These 3D functions can be expanded in the basis of the 3D Zernike Polynomials [30, 36, 44]: the norm of the expansion coefficients constitutes a ordered set of descriptors that compactly characterize the geometrical shape of the molecular surface.

Indeed, a function \(f(r, \theta , \phi )\) can be represented as:

$$f(r,\theta ,\phi ) = \sum _{n=0}^{\infty } \sum _{l=0}^{n} \sum _{m=-l}^{l} C_{nlm} Z_{nl}^{m}(r,\theta ,\phi )$$

where \(Z_{nl}^{m}\) are the 3D Zernike polynomials, while the coefficients \(C_{nlm}\) are defined as Zernike moments.

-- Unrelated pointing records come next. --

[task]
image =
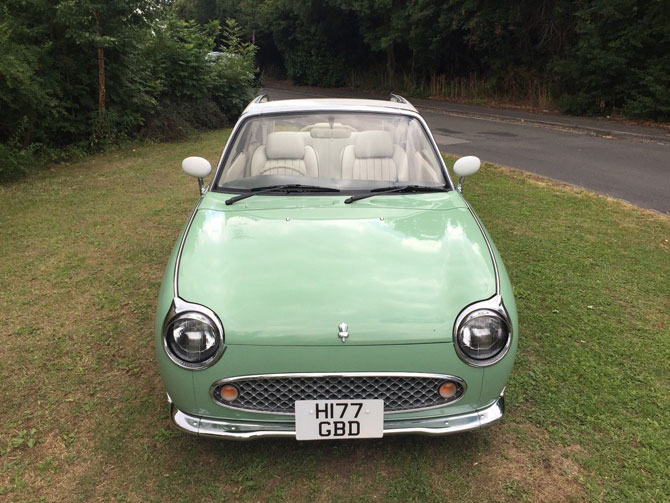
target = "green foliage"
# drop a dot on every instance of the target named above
(597, 57)
(620, 61)
(158, 80)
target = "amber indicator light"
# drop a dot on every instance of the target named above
(448, 389)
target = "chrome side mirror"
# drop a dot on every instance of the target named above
(466, 166)
(198, 167)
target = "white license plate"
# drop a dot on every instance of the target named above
(333, 419)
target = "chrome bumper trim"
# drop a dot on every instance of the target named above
(240, 430)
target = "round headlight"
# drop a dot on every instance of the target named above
(193, 339)
(482, 337)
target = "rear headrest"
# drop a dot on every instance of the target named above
(327, 132)
(285, 145)
(373, 144)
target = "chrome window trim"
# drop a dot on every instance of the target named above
(345, 109)
(488, 245)
(232, 380)
(496, 305)
(250, 430)
(179, 307)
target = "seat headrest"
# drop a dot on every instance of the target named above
(285, 145)
(373, 144)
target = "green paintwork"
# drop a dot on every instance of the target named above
(281, 287)
(289, 276)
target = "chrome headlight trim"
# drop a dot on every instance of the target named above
(493, 306)
(181, 308)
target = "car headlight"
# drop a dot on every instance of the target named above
(192, 340)
(483, 337)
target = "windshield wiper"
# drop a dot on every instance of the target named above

Zernike polynomials can be written as:

$$Z_{nl}^{m}(r,\theta ,\phi ) = R_{nl}(r)Y_l^m(\theta , \phi )$$

where the Y functions are complex spherical harmonics. These functions depend on both the angular variable \(\theta\) and \(\phi\), while the dependence on the radius variable, r, is enclosed in the function R, which is given by the following expression:

$$R_{nl}(r) = \sum _{k=0}^{\frac{(n-l)}{2}} N_{nlk}r^{n-2k}$$

where N is a normalization factor.

Therefore, the 3D Zernike moments of molecular surface (described by a function \(f(r,\theta , \phi )\)) are defined as the coefficients of the expansion defined in eq 3:

$$C_{nlm} = \int _{\mid r \mid \le 1} f({\mathbf {r}}) \overline{Z_{nl}^{m}(r,\theta ,\phi )} d{\mathbf {r}}$$

where \({\overline{Z}}\) is the polynomial complex conjugate.

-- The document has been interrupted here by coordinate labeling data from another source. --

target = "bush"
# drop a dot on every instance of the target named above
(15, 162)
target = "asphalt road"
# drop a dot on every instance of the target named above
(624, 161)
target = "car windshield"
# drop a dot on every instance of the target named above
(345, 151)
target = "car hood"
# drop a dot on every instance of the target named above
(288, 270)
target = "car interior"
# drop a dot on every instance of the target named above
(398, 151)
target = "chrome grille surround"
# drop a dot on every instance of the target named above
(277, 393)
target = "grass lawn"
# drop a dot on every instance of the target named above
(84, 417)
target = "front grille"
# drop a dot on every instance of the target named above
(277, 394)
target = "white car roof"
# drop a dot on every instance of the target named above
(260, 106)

Their rotation invariant norms constitute the Zernike descriptors:

$$D_{nl} = \mid \mid C_{nlm} \mid \mid = \sqrt{\sum _{m=-l}^{l} (C_{nlm})^2}.$$

The detail of the Zernike formalism can be modulated modifying the order of the expansion n. In our implementation, we set the maximum order of expansion was to 10, giving a total of 36 invariants for each surface studied.

Represented as an ordered set of 36 numbers, the shape complementarity between 2 surfaces can be easily evaluated [32, 33, 38]. Since the shape of 2 perfectly fitting surface is exactly the same, they share very similar descriptors. Indeed, using the manhattan distance (\(D(\mathbf{X }, \mathbf{Y })= \sum _i \mid X_i - Y_i \mid\)), when 2 surfaces have a low distance between them, they are characterized by a similar shape and therefore they are suitable for binding.

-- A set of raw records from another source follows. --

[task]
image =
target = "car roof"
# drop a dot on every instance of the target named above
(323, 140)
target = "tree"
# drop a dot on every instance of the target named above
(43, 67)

For each GPCR-ligand complex, we normalized the complementarity with the Z-score, as following:

$$Z_i = \frac{x_i - \mu (x)}{\sigma (x)}$$

where the subscript i refers to the \(i{\text{-}}th\) patch considered, \(x_i\) is the Manhattan distance between its Zernike descriptors and the ones of the ligand, \(\mu\) and \(\sigma\) represent the mean and the standard deviation of all the patch-ligand distances, respectively.

Molecular dynamics simulations

All simulations were performed using Gromacs 2020.6 [60]. Parameters of the systems were built using Swiss-Param web server [61]. Molecules was placed in a cubic simulative box, with periodic boundary conditions, filled with TIP3P water molecules [62]. All the molecules were simulated for 100 ns, using an integration step of 1 fs and saving molecules conformations each ns.